Het hof betreurt in het bijzonder dat deze zaak kennelijk niet meer door klager en beklaagde middels gesprekken kan worden opgelost en dat beiden nog steeds lijden onder wat er is gebeurd. Het hof betreurt het tevens dat een gesprek met klager bij de behandeling van het klaagschrift, ondanks diverse oproepen niet mogelijk is gebleken.
Alles afwegende oordeelt het hof dat de laatste fase van de geweldstoepassing door beklaagde niet proportioneel te noemen is en het beklag in die zin deels gegrond moet worden geacht. De omstandigheid dat het handelen van een politieagent deels niet kan worden aangemerkt als proportioneel hoeft evenwel niet zonder meer te leiden tot het oordeel dat sprake is van opzettelijke mishandeling als bedoeld in artikel 300 van het Wetboek van Strafrecht.

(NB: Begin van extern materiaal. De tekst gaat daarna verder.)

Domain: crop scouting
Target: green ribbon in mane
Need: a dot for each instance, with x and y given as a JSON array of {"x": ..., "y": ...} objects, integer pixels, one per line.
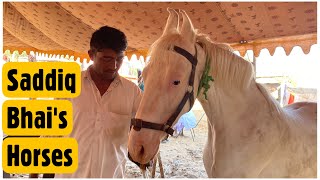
[{"x": 205, "y": 79}]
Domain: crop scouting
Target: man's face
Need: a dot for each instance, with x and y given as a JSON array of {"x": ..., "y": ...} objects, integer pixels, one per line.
[{"x": 106, "y": 62}]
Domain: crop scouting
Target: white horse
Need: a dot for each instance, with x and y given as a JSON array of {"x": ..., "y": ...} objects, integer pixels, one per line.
[{"x": 249, "y": 134}]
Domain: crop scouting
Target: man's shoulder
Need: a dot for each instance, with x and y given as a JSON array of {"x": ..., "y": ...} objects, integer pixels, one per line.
[{"x": 127, "y": 82}]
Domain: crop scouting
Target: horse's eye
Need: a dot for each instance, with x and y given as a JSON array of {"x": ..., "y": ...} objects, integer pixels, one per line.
[{"x": 176, "y": 82}]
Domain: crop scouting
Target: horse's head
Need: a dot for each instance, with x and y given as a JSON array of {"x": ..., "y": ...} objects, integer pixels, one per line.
[{"x": 171, "y": 84}]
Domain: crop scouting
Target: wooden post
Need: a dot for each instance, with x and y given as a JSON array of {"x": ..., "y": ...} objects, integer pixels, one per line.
[{"x": 254, "y": 62}]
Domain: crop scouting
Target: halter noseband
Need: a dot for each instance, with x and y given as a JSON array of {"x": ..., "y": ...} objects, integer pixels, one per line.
[{"x": 137, "y": 124}]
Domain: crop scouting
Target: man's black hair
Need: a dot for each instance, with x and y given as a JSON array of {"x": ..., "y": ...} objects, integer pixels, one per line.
[{"x": 108, "y": 37}]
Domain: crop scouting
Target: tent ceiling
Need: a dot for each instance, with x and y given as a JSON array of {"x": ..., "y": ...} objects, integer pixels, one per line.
[{"x": 69, "y": 25}]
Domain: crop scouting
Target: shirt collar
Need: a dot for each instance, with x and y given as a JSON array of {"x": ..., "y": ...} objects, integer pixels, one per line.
[{"x": 88, "y": 76}]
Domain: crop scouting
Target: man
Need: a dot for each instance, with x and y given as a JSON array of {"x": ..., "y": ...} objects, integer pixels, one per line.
[{"x": 103, "y": 111}]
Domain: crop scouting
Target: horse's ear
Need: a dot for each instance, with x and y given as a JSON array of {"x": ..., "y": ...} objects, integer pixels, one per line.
[
  {"x": 187, "y": 29},
  {"x": 172, "y": 22}
]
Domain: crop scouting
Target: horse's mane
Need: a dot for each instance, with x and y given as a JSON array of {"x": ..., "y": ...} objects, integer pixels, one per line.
[
  {"x": 233, "y": 71},
  {"x": 229, "y": 69}
]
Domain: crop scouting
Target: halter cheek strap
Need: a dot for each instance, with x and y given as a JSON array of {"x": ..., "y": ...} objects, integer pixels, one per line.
[{"x": 137, "y": 124}]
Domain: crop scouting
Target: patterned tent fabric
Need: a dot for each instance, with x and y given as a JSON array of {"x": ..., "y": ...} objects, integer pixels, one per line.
[{"x": 244, "y": 25}]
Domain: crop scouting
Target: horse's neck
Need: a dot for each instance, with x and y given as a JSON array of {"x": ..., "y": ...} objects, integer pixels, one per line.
[{"x": 243, "y": 126}]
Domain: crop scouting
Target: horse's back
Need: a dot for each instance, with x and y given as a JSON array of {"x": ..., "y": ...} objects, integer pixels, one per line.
[{"x": 302, "y": 116}]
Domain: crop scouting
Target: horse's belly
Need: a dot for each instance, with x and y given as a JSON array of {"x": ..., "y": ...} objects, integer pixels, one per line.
[{"x": 297, "y": 159}]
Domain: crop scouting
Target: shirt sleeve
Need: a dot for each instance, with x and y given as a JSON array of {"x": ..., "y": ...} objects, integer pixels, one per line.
[{"x": 137, "y": 99}]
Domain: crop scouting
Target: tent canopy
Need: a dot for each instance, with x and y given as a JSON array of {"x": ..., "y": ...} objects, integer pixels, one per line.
[{"x": 67, "y": 26}]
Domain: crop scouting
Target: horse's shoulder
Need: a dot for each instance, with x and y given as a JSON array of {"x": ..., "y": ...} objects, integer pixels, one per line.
[{"x": 303, "y": 115}]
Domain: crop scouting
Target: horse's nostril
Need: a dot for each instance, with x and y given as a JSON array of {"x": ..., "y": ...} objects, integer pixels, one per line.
[{"x": 141, "y": 151}]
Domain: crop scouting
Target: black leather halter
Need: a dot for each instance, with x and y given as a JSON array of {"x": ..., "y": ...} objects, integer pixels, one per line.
[{"x": 137, "y": 124}]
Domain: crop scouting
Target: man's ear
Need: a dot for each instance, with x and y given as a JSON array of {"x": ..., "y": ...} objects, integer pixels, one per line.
[
  {"x": 119, "y": 63},
  {"x": 91, "y": 54}
]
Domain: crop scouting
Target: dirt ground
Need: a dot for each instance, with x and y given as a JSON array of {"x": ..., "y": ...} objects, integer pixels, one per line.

Het hof oordeelt dat, gelet op de betrekkelijke ernst van het mogelijk te maken verwijt aan beklaagde, het eigen gedrag en de houding van klager, alsmede gelet op de gevolgen voor beklaagde, dit verwijt geen strafrechtelijk vervolg hoeft te krijgen.
Het hof is bij deze stand van zaken van oordeel dat het beklag deels gegrond is maar dat het beklag, gericht tegen de beslissing om beklaagde niet te vervolgen, dient te worden afgewezen.

7.De beslissing

Het hof:
Wijst het beklag af.
Deze beschikking, waartegen geen gewoon rechtsmiddel openstaat, is gegeven op 7 juli 2016 door mr. J.W. Wabeke, voorzitter, mr. A.W. Beelaerts van Blokland en mr. A.J.T.M. Franken-van Zinnicq Bergmann, leden, in tegenwoordigheid van mr. C.W. Kuiper-van den Haak, griffier, en is ondertekend door de voorzitter en de griffier.